Similar questions hadoop streaming: where are application logs? and hadoop streaming: how to see application logs? use Python's logging
module which is not desirable here because Python already logs the error so we shouldn't have to.
Here is the mapper code; we use Hadoop's built-in reducer aggregate
.
#!/usr/bin/python
import sys, re
import random
def main(argv):
line = sys.stdin.readline()
pattern = re.compile("[a-zA-Z][a-zA-Z0-9]*")
try:
while line:
for word in pattern.findall(line):
print "LongValueSum:" + word.lower() + "\t" + "1"

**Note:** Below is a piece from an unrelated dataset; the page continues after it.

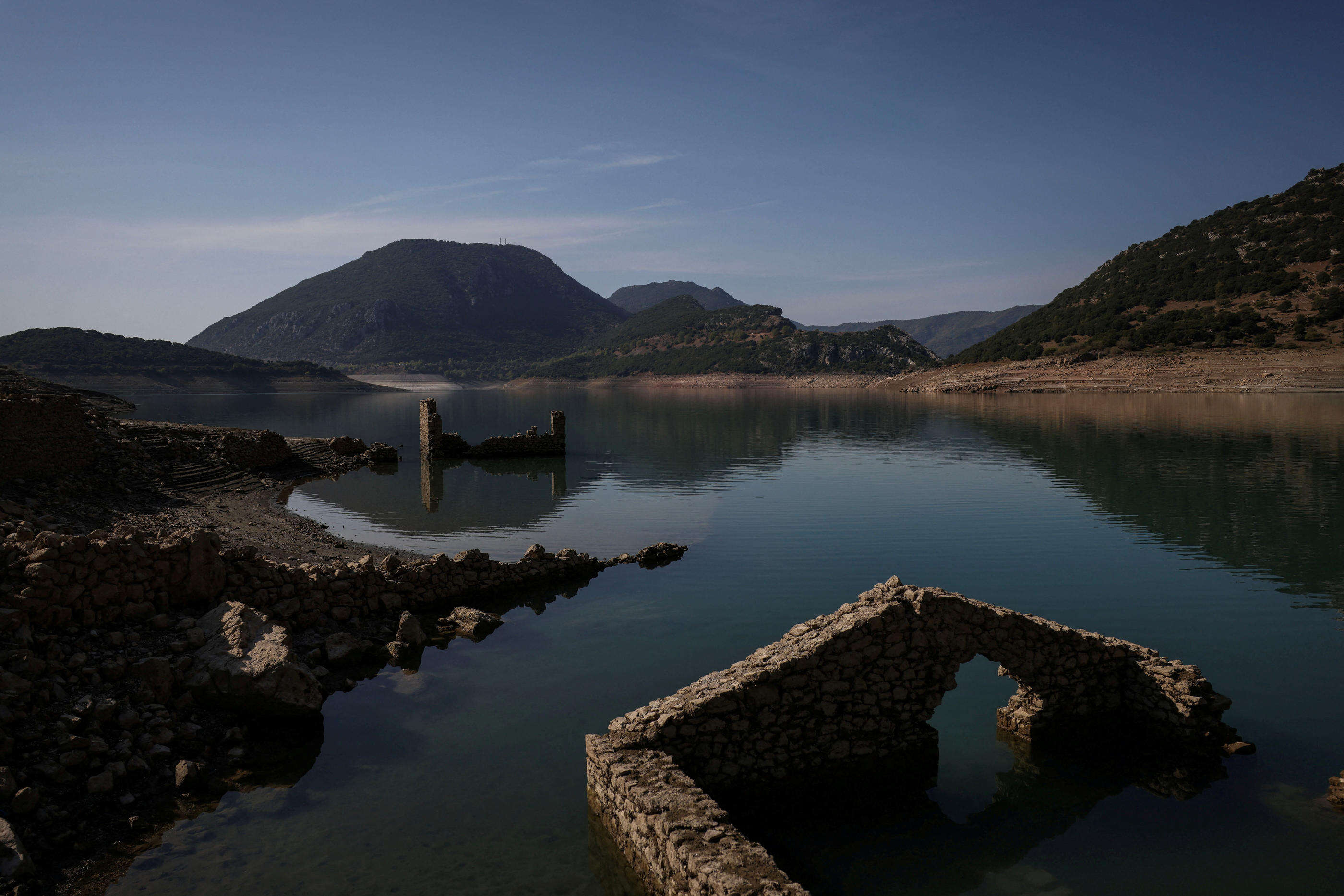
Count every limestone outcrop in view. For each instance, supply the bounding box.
[438,607,504,641]
[187,600,325,716]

x = 1 / random.randint(0,99)
line = sys.stdin.readline()
except "end of file":
return None
if __name__ == "__main__":
main(sys.argv)
The x = 1 / random.randint(0,99)
line is supposed to create a ZeroDivisionError
and indeed the job fails but grepping the log files doesn't show the error. Is there a special flag we need to be setting someplace?
We have gone through the Google Dataproc documentation as well as the Hadoop Streaming documentation.